For Immediate Release: May 13, 2011
Washington, D.C. — Under Secretary William Burns and Assistant Secretary Jeffrey Feltman declined the opportunity to testify today before the Tom Lantos Human Rights Commission on rights abuses in Bahrain. After this disappointing decision, Human Rights First is increasingly concerned by the Obama Administration’s unclear approach to handling the Bahraini government’s violation of human rights.
While the Administration maintains that it disapproves of the Bahraini government’s treatment of peaceful dissenters, the U.S. has failed to take concrete steps to hold Bahrain accountable. In yesterday’s State Department press briefing, Acting Deputy Mark Toner claimed that the U.S. remains very concerned with reports of human rights abuses in Bahrain, and will continue to encourage dialogue with the Bahraini government and ask that the government take action against individuals in a “transparent manner in accordance with international human rights obligations.”

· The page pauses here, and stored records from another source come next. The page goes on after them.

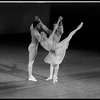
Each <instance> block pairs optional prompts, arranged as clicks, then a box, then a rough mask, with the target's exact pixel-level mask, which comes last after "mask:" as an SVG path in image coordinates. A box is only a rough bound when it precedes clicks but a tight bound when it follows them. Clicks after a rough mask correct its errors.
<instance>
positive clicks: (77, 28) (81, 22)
mask: <svg viewBox="0 0 100 100" xmlns="http://www.w3.org/2000/svg"><path fill="white" fill-rule="evenodd" d="M82 26H83V22H81V24H80V25H79V26H78V27H77V29H78V30H79V29H80V28H81V27H82Z"/></svg>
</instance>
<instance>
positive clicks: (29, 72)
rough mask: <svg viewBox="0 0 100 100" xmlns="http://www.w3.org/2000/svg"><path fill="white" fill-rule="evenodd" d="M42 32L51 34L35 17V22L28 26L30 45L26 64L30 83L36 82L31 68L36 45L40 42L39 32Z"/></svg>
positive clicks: (49, 31)
mask: <svg viewBox="0 0 100 100" xmlns="http://www.w3.org/2000/svg"><path fill="white" fill-rule="evenodd" d="M41 29H42V31H43V30H44V31H45V33H49V34H50V33H51V30H49V29H48V28H47V27H46V26H45V25H44V24H43V23H42V22H40V20H39V18H38V17H37V16H35V21H33V23H32V24H31V26H30V31H31V37H32V39H31V43H30V45H29V47H28V51H29V62H28V73H29V78H28V79H29V80H31V81H37V80H36V78H35V77H34V76H33V75H32V68H33V64H34V60H35V58H36V55H37V49H38V44H39V42H40V41H42V38H41V35H40V33H39V31H41Z"/></svg>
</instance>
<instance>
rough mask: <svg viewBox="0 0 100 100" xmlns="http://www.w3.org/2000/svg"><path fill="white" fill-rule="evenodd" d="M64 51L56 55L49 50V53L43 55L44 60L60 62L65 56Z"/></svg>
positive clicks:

Human Rights First recognizes the Obama Administration’s desire to maintain a positive relationship with the Bahraini government during this period of turmoil, but the U.S. can do much more to support human rights in the country, and its failure to lead in doing so creates considerable confusion about U.S. foreign policy. The U.S. should speak vigorously and publicly not only about the imperative of international human rights norms, but also about the specific types of violations perpetrated by the Bahraini security forces against individuals with names.

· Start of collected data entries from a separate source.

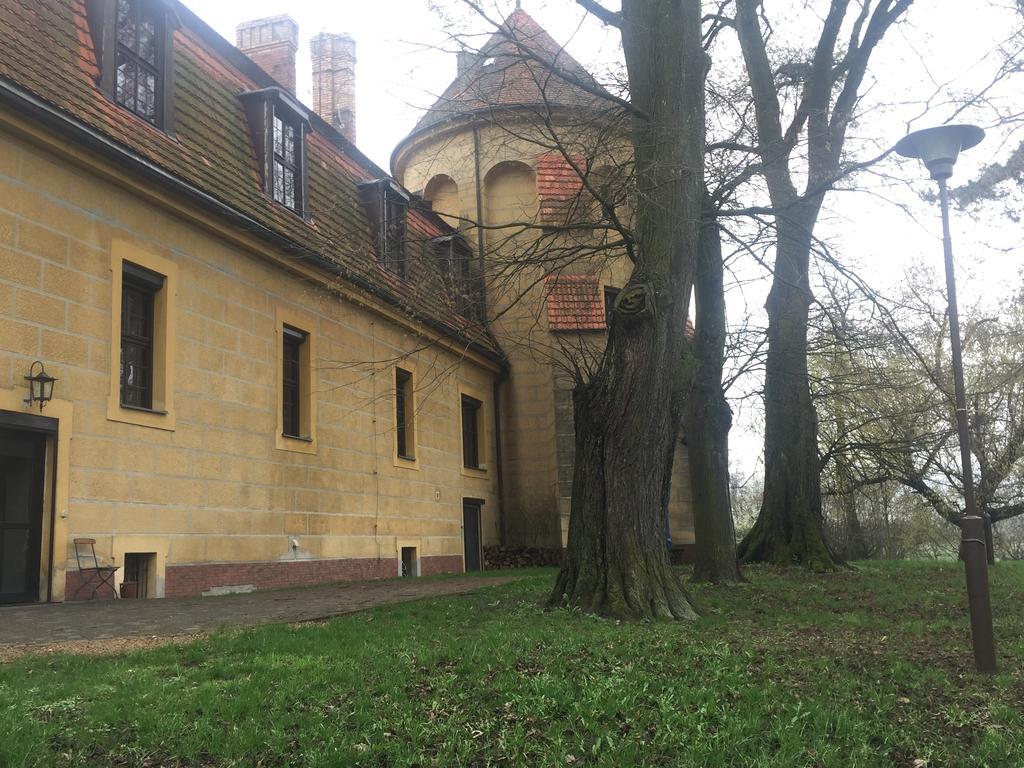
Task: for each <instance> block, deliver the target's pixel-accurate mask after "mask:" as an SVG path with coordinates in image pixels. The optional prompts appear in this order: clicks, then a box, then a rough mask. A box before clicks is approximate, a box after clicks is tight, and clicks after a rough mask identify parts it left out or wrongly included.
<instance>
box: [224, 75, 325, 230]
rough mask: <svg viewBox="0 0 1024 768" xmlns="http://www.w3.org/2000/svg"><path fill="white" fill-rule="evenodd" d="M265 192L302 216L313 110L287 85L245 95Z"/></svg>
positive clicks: (281, 203) (246, 111) (251, 136)
mask: <svg viewBox="0 0 1024 768" xmlns="http://www.w3.org/2000/svg"><path fill="white" fill-rule="evenodd" d="M240 98H241V99H242V102H243V104H244V105H245V108H246V117H247V119H248V122H249V133H250V135H251V137H252V142H253V148H254V151H255V154H256V161H257V163H258V164H259V170H260V176H261V177H262V180H263V194H264V195H266V196H267V197H268V198H270V200H272V201H273V202H274V203H278V204H279V205H281V206H283V207H284V208H287V209H288V210H290V211H292V212H293V213H296V214H298V215H299V216H303V217H304V216H305V215H306V213H307V211H308V206H307V205H306V190H307V184H306V133H307V131H308V128H309V112H308V110H306V108H305V106H303V105H302V104H301V103H299V102H298V101H297V100H296V99H295V97H294V96H292V94H290V93H289V92H288V91H286V90H284V89H283V88H278V87H274V88H263V89H262V90H258V91H247V92H246V93H243V94H241V96H240Z"/></svg>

Yesterday, Acting Deputy Toner also admitted there has been only loose communication between Secretary of State Hillary Clinton and Bahraini officials, explaining that there has been no contact with the Bahraini Government since the Secretary met with the Bahraini Foreign Minister last week. HRF’s Brian Dooley, who today left Bahrain, said, “The Obama Administration needs to be assertive with the Bahraini government, and President Obama and Secretary Clinton need to publicly challenge the abuses happening in Bahrain. The U.S. should tell the Bahraini government to free those imprisoned for peaceful protests, conduct fair trials, make credible investigation into official acts of violence and hold people accountable.”
The credibility of the U.S. in the region is affected by its role in the Bahrain situation. Yesterday, Human Rights First joined with a coalition in a letter urging Secretary Clinton to support efforts at the United Nations Human Rights council to convene a special session on Bahrain.